リフリッジの父オロチと、神々のネットワーク
「信仰心が足りません」という赤い警告が消え、スゥッと展開されたリフリッジの家系図。
黒く塗りつぶされていた『父親』の項目が、ついにその全貌を現した。
「……オロチ」
はじめは、空中に浮かび上がったその名前を静かに読み上げた。
項目にははっきりと、『龍族・男性』と記されている。
はじめとリフリッジの本当の母である「たまこ」と、龍族であるこのオロチとの間に、過去一体どういうドラマがあってリフリッジが産まれたのか……その経緯は全くの謎だった。
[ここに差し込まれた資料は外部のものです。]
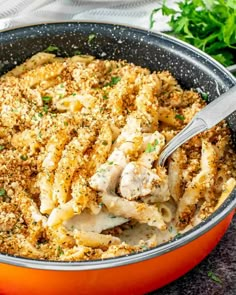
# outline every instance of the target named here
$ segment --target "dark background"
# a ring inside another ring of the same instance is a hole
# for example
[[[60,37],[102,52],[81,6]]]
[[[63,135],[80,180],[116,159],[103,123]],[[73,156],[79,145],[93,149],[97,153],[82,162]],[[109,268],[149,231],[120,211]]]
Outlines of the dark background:
[[[208,276],[214,273],[221,283]],[[149,295],[235,295],[236,215],[216,248],[182,278]]]

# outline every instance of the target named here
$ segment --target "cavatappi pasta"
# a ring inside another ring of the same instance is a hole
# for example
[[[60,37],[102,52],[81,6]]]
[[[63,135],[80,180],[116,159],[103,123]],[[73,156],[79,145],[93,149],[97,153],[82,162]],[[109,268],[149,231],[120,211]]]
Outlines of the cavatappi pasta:
[[[225,122],[157,166],[205,102],[168,72],[38,53],[0,78],[0,252],[90,260],[154,247],[235,186]]]

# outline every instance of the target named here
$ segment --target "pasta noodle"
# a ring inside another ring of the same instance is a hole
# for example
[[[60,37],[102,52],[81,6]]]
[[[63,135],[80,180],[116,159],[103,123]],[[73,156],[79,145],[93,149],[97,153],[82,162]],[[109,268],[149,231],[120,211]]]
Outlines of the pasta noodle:
[[[205,102],[168,71],[40,52],[0,77],[0,252],[127,255],[205,220],[236,183],[223,121],[157,165]]]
だが、仮面の青年が放った「神龍の一族」という言葉の線は、ここで間違いなく繋がった。
「うん……? これは……」
情報を目で追っていたはじめは、項目の隅に小さく記載されている一文を見つけて目を細めた。
【備考:超越者との繋がりあり】
「超越者……アンナのことか!?」
はじめは驚いて声を上げた。
イオリだけでなく、リフリッジの実の父親までもが、あのアンナと何らかの接点を持っていたというのか。
「そういえば……」
はじめはふと我に返り、空中に浮かぶ高度なシステム画面のような家系図を指差した。
「このデータベースみたいなのって、一体誰が調べてまとめてるんだ?」
マナは小さな胸を張り、得意げに答えた。
「オドの眷属の精霊たちよ。彼らが世界中の情報を集めて、こうして記録してるの」
「あー、オデね」
はじめは深く納得した。
(なるほど……あの腹の出た無精髭のおっさん(オデ)の部下たちが、せっせと汗水垂らして書類整理みたいに情報をまとめてるんだな……)
はじめの脳内では、中年の精霊たちが狭い部屋でパソコンに向かって残業している、ひどく所帯染みたビジョンが展開されていた。
「オドよ、オド!!」
マナが顔を真っ赤にして地団駄を踏んだ。
「もぅっ、はじめちゃん! さてはわざと間違えてるでしょ!」
「悪い悪い」と軽く手を挙げて謝るはじめに、マナはフンッと鼻を鳴らしてから、真面目な顔つきに戻った。
「私が直接この画面を作り出してアクセスすれば、外から干渉されたり情報を書き換えられたりすることはないからね。
神々って、案外こうやって自分の不得意な分野を連携し合って世界を管理していることがよくあるのよ」
マナは少しだけ大人びた、神様らしい優しい瞳ではじめを見上げた。
「どんなに強大な神様でも、一人では何も出来ない。……それは、はじめちゃんも覚えておいてね」
静かな白い空間に、その言葉がすっと染み込んでいく。
「……ちょっと、お説教くさくなっちゃったかな?」
マナが照れ隠しのように舌を出すと、はじめは小さく笑って首を振った。
「いや……昨日の夜中の、あの変な『あいうえお』の恋愛指南よりよっぽどいいよ。
子供の姿で知力が落ちてても、ちゃんとまともな事言えるんだな」
はじめが素直な感心を口にすると、マナはピキッと青筋を立てた。
「あのねぇ……! 人をアホの子みたいに……っ!」
マナが抗議の声を上げようとした、その瞬間だった。
パァァァッ……!
二人の足元から、眩い光が立ち昇り始めた。はじめの意識の輪郭が、再びぐにゃりと揺らぎ始める。
「あ、そろそろ時間ね。現実に戻るわよ」
光に包まれながら、マナが告げる。
はじめはゆっくりと目を閉じた。
オロチという龍族の父、超越者との繋がり、そして仮面の青年による親父の誘拐。
すべてのピースを抱えたまま、はじめたちの意識は真っ白な夢の世界から浮上し、再び元の現実の部屋へと帰還していくのだった。